Tony Clarke
- Born: 6 July 1940 Kensal Green, London
- Died: 2 May 2014 (aged 73) South London
- Nationality: British (English)

Career history
- 1965, 1967-1970: West Ham Hammers
- 1966: Oxford Cheetahs
- 1971: Wembley Lions
- 1972: Newport Wasps
- 1973: Wimbledon Dons
- 1973-1975: Wolverhampton Wolves

Team honours
- 1965: British League
- 1965: Knockout Cup
- 1965, 1967: London Cup
- 1973: Midland Cup

= Tony Clarke (speedway rider) =

English motorcycle speedway rider

Anthony Brian Clarke (6 July 1940 – 2 May 2014) was an international motorcycle speedway rider from England. He earned eleven international caps for the England national speedway team and two caps for Great Britain.

== Biography ==
Clarke was born in 1940 in Kensal Green, London during World War II. In early 1965, the West Ham Hammers promoter Tommy Price spotted Clarke training at Rye House and duly signed him. He began racing during the 1965 British League season for the Hammers and had a good first season averaging 4.48 but more importantly was part of the team that won the treble.
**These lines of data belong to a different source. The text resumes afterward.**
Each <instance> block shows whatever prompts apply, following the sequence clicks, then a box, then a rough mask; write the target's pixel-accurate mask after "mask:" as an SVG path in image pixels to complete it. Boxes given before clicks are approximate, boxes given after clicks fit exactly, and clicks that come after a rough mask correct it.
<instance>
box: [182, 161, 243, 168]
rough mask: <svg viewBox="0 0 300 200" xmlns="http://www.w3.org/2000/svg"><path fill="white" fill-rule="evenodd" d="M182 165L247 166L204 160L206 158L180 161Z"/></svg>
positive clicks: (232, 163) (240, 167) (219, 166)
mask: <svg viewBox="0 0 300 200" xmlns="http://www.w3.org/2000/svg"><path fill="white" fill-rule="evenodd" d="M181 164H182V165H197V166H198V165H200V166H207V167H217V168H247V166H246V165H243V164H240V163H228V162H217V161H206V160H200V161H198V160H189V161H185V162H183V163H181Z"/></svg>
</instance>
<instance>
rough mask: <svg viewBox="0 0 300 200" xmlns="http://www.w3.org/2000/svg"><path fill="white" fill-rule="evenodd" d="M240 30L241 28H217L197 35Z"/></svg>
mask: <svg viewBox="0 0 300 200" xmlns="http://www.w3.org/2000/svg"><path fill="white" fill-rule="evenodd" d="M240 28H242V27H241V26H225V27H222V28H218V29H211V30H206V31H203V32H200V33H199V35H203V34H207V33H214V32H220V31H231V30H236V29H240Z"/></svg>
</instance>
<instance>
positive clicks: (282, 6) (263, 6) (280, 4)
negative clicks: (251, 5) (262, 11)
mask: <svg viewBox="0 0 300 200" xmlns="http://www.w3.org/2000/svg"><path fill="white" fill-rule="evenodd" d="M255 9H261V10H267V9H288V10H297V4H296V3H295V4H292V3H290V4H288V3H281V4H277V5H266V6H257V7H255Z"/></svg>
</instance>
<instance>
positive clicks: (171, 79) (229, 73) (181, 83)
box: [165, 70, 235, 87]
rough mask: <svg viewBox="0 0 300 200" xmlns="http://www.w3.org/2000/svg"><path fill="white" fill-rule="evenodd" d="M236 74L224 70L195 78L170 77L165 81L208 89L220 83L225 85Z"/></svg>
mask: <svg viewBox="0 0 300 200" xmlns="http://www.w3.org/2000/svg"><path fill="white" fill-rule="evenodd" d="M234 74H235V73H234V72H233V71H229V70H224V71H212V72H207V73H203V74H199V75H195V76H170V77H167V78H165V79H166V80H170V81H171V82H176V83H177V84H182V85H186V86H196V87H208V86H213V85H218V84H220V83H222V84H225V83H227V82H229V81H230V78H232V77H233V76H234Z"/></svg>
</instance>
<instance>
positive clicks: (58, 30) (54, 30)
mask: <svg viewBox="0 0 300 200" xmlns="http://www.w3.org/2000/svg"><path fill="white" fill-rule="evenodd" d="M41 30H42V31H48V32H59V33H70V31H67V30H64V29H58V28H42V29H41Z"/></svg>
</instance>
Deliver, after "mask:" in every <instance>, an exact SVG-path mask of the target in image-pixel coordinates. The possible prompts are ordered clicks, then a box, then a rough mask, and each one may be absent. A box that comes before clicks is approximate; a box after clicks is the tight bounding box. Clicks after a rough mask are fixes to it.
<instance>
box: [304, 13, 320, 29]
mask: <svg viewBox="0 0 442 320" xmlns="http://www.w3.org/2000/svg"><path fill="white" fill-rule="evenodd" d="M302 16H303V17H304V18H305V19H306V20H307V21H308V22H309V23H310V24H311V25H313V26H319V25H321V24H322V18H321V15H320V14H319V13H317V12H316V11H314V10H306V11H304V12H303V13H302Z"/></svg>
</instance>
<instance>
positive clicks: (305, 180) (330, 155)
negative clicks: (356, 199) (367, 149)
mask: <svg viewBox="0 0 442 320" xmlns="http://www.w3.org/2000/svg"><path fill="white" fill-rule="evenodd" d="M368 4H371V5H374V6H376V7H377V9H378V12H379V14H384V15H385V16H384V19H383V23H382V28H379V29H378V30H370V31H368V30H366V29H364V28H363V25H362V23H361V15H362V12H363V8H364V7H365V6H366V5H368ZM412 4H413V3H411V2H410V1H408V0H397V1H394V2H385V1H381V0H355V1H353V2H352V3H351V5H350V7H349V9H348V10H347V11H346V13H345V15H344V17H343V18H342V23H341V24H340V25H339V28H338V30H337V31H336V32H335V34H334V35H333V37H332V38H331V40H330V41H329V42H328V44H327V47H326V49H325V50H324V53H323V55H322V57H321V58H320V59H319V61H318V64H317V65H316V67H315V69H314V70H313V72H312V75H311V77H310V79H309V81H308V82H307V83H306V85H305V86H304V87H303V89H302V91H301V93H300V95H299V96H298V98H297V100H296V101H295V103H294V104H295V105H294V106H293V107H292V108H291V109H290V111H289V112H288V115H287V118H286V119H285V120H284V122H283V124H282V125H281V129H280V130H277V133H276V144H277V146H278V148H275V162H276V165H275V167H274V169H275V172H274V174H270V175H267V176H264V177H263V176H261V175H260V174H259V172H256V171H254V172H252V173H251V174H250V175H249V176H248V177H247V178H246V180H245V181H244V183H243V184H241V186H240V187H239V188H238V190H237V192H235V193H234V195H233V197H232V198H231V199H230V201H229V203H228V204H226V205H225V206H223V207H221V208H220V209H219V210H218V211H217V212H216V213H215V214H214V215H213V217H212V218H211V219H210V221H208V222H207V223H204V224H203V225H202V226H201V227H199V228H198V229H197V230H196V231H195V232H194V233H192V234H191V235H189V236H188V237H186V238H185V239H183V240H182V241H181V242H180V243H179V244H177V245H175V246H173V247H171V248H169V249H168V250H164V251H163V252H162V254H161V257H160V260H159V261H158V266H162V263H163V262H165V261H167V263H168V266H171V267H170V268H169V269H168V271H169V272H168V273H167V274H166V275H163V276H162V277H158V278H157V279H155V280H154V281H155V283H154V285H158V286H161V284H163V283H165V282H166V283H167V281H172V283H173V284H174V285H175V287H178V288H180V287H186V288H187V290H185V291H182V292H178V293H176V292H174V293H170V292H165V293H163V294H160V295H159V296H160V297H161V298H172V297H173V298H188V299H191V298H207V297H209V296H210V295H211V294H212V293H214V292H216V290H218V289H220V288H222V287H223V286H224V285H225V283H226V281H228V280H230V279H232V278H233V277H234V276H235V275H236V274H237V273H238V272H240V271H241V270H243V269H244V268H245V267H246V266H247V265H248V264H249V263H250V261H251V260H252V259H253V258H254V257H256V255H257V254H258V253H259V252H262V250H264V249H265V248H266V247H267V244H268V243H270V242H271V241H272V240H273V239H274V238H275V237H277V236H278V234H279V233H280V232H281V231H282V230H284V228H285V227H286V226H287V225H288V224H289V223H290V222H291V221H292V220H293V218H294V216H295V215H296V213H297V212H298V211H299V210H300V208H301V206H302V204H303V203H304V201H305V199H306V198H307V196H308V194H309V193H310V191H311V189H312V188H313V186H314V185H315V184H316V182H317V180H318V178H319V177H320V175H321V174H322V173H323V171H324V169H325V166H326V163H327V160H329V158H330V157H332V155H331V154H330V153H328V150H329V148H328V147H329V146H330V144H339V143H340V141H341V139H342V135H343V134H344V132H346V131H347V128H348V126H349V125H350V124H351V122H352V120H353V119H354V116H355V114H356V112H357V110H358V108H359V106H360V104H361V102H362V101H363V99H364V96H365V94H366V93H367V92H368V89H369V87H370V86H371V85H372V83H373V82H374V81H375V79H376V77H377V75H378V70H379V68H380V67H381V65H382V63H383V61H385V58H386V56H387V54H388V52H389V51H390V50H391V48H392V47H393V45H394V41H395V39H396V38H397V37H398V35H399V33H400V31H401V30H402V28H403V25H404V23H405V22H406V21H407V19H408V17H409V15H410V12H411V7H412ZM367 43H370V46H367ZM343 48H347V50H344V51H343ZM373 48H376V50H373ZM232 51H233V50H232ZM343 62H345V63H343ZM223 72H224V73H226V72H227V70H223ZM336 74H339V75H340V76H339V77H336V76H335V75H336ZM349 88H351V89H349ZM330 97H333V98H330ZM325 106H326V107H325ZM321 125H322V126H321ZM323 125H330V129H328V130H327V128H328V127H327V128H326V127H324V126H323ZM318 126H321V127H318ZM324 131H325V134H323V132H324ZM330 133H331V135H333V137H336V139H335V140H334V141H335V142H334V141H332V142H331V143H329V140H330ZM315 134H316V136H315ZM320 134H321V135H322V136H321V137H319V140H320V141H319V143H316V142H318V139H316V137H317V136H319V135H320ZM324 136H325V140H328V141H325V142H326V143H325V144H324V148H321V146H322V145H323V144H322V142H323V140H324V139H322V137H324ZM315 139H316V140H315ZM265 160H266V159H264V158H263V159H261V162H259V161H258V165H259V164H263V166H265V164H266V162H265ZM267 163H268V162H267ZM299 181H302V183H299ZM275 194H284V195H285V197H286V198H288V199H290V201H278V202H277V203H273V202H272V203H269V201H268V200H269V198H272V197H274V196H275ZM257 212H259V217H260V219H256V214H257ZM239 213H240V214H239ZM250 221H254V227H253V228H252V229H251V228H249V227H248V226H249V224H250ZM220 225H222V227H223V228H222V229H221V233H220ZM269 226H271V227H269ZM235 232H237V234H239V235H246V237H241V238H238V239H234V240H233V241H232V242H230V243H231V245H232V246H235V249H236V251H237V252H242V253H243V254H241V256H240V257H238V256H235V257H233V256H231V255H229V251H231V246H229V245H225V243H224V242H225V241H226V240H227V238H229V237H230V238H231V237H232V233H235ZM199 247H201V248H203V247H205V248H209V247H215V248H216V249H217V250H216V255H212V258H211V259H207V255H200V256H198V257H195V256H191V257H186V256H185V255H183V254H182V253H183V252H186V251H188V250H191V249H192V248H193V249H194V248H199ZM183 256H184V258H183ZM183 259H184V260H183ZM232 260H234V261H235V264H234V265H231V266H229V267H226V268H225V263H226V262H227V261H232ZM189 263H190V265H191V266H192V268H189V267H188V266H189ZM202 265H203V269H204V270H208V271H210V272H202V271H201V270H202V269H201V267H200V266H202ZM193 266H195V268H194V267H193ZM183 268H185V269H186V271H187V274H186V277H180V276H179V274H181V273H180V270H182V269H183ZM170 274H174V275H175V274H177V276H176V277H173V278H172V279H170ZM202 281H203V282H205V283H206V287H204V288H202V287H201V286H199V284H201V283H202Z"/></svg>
He was transferred to Oxford Cheetahs for the 1966 season before returning to West Ham in 1967.

In 1967, Clarke helped West Ham secure a third consecutive London Cup and by 1969 had earned a British Lions tour of Australia and New Zealand, built his average up to 8.49 and been made team captain of West Ham.

Clarke's West Ham career came to an end after the 1970 season and he joined London rivals Wembley Lions in 1971. In 1972 Wembley sent their entire team out on loan due to extra football fixtures stopping the speedway at Wembley and Clarke moved to Newport Wasps.

Clarke's career took a sinister turn. During the 1972 Individual Speedway World Championship, the Russian riders had three of their bikes stolen and had to borrow equipment to compete. Clarke and his brother Terrence were involved in the theft acting as a fence and both received prison sentences.

Clarke joined Wimbledon Dons for the remainder of the 1973 season and finally Wolverhampton from 1973 to 1975. He won the Midland Cup with Wolves in 1973.